Dr. Splunk-love or: How I learned to start indexing and love the CSV

Categories:

I've been having trouble indexing CSV files. In particular, CSV files from Tripwire. I'll show you the format and how I was able to index the files in Splunk

 

Node Name,Node Type,Policy,Parent Test Group,Test Name,Description,Element,Result Time,Result State,Actual Value
"192.168.1.1",Linux Server,"My Policy Name","My Test Group","My Test Name","My Test Description","Some Element",10/25/15 2:02 AM,passed,"ELEMENT=foo"
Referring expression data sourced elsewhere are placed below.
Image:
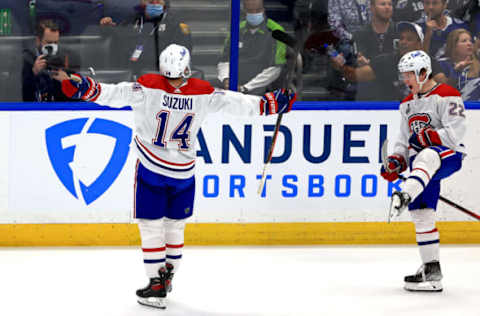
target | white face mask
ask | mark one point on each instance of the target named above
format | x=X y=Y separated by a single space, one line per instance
x=50 y=49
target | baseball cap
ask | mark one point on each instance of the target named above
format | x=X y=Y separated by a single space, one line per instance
x=401 y=26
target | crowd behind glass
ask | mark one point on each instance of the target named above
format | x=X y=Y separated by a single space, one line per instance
x=349 y=48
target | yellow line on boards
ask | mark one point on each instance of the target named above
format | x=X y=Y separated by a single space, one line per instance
x=334 y=233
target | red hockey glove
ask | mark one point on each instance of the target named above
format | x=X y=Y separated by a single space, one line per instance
x=426 y=137
x=276 y=102
x=396 y=164
x=80 y=87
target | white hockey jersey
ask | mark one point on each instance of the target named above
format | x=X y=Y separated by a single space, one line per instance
x=442 y=108
x=167 y=119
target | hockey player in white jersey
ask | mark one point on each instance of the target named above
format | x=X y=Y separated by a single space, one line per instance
x=168 y=109
x=430 y=142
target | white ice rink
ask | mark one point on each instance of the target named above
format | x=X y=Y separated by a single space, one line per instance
x=343 y=280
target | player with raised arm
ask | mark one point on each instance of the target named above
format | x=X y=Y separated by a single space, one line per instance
x=169 y=109
x=430 y=142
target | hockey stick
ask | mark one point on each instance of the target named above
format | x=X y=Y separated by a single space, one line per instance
x=291 y=43
x=441 y=198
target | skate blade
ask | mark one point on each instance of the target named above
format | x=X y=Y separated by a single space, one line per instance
x=427 y=286
x=155 y=302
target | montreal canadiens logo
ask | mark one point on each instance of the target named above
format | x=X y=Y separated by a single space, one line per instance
x=418 y=121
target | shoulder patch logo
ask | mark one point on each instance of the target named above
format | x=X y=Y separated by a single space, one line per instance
x=185 y=28
x=418 y=121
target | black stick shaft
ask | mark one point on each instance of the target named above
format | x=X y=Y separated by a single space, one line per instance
x=452 y=204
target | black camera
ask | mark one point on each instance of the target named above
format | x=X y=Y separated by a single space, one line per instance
x=54 y=62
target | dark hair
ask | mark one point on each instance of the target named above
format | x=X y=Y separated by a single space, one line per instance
x=42 y=25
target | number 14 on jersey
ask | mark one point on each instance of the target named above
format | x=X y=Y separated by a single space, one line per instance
x=180 y=134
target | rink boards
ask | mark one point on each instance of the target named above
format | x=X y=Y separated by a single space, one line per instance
x=68 y=178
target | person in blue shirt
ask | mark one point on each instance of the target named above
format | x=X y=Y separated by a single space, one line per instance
x=461 y=65
x=436 y=26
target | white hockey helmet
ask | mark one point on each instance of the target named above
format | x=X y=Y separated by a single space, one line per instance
x=416 y=61
x=175 y=62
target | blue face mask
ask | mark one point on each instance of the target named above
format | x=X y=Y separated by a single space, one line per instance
x=154 y=10
x=254 y=19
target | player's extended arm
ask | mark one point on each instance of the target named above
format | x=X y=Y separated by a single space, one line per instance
x=114 y=95
x=239 y=104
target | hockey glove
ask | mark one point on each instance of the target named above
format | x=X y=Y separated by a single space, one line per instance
x=426 y=137
x=396 y=164
x=80 y=87
x=276 y=102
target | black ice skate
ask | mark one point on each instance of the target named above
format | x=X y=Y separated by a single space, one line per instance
x=427 y=279
x=169 y=277
x=398 y=204
x=155 y=293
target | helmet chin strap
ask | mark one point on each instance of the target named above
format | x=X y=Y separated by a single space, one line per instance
x=420 y=83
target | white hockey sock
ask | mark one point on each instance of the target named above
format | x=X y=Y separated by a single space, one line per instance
x=427 y=235
x=424 y=167
x=174 y=234
x=152 y=233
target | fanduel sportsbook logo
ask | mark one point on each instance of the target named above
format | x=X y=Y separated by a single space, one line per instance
x=63 y=140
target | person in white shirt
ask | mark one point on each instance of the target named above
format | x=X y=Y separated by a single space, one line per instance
x=432 y=129
x=169 y=109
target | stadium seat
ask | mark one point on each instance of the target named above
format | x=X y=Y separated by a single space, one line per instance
x=94 y=50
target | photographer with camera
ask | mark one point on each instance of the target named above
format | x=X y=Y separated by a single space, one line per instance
x=44 y=61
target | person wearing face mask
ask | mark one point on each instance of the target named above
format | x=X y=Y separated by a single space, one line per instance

Here's my Props.conf stanza:

[te_scm_csv]
DATETIME_CONFIG = NONE
KV_MODE = none
NO_BINARY_CHECK = true
SHOULD_LINEMERGE = false
LINE_BREAKER = (?:")([\r\n]+)
INDEXED_EXTRACTIONS = csv
HEADER_FIELD_LINE_NUMBER = 1

Explanation:

  • DATETIME_CONFIG -- I want the Splunk events' _time field to be the index time (AKA when the CSV file was generated, not the "Result Time")
  • KV_MODE -- I'm not sure if this is necessary, but I disabled it just to be sure
  • NO_BINARY_CHECK -- same
  • SHOULD_LINEMERGE -- some lines in the CSV had line breaks in the field values. Splunk was throwing away these events, so I had to override the default (see LINE BREAKER, next)...
  • LINE_BREAKER -- In combination with SHOULD_LINEMERGE, this causes Splunk to create a new event only when a double quote is followed by a CRLF sequence.
  • INDEXED_EXTRACTIONS -- explicitly tell Splunk this is a CSV
  • HEADER_FIELD_LINE_NUMBER -- by default, Splunk "automatically detects" this. This is not a problem for most CSV files, but for this file format, it was causing the header row to be indexed as an event.

As a verification step, I loaded the same CSV file into Excel and cross-checked my event counts with a Pivot Table.